Legislative solutions

Some work is being done to curb smoking by people with mental illness.

In Wisconsin, mental-health providers must have training in smoking cessation and are required to address the issue among patients. But it took legislation to make that happen.

Counselors, psychologists and psychiatrists have long addressed alcohol and drugs as “high-risk markers for increased mental-health problems, yet tobacco use is a greater predictor of mental-health problems,” said Heiligenstein.

At Park Center, Fort Wayne’s largest community mental-health center, concerted efforts have been made in the past year to address smoking among clients and employees through support of Tobacco Free Allen County, said Paul Wilson, CEO. Clients are asked about their smoking status, and the center refers people to local cessation programs.

Part of the problem, however, is the center cannot bill for smoking cessation counseling. But staff provide assistance anyway, Wilson said.

Drug interactions

Heiligenstein praised Park Center’s efforts, noting, “Only one out of three mental-health centers asks people if they are smokers.”

Because psychotherapeutic drugs can alter the effects of smoking-cessation drugs, close medical management is crucial.

The important thing, Heiligenstein said, is that “we’re talking about changing the tobacco culture for people with addictions and mental-health disorders.”

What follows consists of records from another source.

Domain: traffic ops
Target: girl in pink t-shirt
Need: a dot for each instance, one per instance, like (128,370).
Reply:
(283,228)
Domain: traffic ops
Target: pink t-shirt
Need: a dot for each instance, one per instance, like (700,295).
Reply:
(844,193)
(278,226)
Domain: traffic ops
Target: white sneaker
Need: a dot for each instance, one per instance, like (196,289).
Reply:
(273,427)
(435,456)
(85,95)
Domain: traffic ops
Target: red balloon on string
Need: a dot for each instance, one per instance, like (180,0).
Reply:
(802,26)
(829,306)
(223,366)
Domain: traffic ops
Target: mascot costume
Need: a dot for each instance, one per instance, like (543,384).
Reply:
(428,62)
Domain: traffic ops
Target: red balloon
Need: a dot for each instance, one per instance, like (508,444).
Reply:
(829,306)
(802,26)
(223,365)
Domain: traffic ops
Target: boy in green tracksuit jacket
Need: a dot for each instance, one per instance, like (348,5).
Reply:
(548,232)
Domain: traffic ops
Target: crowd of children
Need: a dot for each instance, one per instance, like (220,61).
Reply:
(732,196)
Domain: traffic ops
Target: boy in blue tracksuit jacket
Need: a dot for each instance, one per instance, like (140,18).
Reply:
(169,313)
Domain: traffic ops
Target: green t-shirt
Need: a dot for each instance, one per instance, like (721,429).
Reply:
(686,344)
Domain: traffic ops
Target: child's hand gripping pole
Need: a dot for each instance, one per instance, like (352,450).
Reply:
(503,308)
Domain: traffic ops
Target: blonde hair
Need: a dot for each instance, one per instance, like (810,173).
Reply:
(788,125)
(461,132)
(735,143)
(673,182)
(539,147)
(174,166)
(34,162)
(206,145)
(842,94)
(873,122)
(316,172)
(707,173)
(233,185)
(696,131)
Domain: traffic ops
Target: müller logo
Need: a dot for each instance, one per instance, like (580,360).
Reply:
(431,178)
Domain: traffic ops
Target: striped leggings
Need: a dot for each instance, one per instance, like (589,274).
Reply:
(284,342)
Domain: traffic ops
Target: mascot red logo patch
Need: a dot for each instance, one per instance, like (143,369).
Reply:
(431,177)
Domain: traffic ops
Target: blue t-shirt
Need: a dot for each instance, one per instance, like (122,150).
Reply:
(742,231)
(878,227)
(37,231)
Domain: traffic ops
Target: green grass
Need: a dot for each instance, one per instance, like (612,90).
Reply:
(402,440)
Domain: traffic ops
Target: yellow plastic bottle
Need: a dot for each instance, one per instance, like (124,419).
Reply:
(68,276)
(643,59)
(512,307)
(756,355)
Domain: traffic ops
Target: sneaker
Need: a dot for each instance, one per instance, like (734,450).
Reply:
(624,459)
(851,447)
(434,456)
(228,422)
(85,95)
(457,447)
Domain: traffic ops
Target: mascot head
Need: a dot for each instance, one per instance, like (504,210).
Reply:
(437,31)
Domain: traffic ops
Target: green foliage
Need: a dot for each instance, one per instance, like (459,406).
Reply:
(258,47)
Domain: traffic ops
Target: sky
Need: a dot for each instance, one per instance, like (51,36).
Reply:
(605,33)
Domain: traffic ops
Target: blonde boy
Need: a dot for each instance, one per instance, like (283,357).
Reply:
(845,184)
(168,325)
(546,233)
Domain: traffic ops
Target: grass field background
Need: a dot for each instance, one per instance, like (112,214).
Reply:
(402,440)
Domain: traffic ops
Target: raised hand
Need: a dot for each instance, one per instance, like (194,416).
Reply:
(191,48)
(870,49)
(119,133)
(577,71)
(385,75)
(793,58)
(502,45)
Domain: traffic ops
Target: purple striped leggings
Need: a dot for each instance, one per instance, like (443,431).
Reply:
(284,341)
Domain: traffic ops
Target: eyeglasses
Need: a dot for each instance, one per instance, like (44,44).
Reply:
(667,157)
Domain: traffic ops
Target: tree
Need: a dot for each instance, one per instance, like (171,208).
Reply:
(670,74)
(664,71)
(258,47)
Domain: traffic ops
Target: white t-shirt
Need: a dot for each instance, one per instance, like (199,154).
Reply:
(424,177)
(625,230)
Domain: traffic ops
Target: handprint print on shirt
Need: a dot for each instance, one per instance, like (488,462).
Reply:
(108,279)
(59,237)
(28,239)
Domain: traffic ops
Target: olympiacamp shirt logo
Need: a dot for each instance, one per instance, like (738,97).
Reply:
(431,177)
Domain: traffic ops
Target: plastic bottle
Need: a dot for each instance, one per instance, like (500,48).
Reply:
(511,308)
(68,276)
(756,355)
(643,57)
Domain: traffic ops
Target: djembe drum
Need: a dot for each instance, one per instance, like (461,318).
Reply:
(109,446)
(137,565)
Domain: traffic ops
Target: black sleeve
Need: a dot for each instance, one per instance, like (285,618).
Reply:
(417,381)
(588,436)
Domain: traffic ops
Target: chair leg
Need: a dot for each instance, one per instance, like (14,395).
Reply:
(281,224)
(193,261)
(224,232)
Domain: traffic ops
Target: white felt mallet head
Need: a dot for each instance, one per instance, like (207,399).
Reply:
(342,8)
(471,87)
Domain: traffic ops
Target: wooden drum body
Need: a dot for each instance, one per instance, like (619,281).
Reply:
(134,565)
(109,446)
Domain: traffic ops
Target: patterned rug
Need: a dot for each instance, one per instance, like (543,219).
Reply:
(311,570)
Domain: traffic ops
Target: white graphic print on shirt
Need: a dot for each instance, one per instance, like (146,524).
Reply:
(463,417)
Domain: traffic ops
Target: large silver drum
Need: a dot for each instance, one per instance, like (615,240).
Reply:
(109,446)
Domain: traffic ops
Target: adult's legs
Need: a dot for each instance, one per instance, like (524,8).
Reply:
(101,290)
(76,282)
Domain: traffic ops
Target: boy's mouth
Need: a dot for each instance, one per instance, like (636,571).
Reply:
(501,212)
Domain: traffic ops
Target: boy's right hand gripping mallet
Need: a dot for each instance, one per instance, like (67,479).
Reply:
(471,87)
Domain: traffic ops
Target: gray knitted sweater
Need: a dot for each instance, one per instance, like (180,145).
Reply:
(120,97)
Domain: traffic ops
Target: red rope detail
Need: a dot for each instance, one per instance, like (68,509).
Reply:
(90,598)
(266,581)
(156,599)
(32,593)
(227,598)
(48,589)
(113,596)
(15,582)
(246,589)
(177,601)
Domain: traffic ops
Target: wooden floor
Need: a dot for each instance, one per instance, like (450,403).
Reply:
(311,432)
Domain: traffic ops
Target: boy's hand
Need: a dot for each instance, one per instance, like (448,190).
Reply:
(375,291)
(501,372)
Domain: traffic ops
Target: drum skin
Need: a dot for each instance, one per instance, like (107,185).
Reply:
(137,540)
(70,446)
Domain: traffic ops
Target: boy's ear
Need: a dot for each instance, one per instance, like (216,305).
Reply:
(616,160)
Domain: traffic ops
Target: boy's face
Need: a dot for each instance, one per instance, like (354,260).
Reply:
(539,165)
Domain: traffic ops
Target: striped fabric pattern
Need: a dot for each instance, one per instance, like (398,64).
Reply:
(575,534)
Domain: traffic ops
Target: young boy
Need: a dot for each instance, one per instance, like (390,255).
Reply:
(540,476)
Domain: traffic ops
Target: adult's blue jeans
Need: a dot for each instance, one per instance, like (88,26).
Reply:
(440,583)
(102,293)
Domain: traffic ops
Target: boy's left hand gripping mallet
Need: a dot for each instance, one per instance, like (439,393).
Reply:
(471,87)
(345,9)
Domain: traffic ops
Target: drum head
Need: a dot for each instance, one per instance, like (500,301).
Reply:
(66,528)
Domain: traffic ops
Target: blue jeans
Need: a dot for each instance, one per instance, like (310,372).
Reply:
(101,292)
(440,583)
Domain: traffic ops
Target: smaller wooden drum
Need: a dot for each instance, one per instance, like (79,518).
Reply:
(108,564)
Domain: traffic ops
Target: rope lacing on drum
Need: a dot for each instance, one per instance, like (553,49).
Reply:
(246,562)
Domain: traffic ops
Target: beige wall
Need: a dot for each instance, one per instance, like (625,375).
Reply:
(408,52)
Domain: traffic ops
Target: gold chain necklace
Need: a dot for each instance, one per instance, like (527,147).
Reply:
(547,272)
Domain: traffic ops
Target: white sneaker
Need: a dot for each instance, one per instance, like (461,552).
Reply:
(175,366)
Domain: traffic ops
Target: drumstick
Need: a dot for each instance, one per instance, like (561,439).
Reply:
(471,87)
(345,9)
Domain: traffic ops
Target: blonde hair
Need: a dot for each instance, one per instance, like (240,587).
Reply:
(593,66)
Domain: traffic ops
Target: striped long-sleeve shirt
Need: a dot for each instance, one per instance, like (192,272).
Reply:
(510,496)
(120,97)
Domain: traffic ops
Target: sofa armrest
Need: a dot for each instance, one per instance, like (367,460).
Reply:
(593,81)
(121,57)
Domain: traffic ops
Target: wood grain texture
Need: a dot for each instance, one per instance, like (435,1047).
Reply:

Copyright © 2009 News-sentinel

1 comment for “Tobacco use an important part of case assessment

  1. Renata
    December 20, 2012 at 1:23 am

    How well does hypnosis work for qutinitg smoking?How much do professionals charge for qutinitg smoking hypnosis sessions?How many times do you have to get hypnotized before it works?If there are no FREE download programs, where can I get a free or cheap CD or DVD program to quit with hypnosis?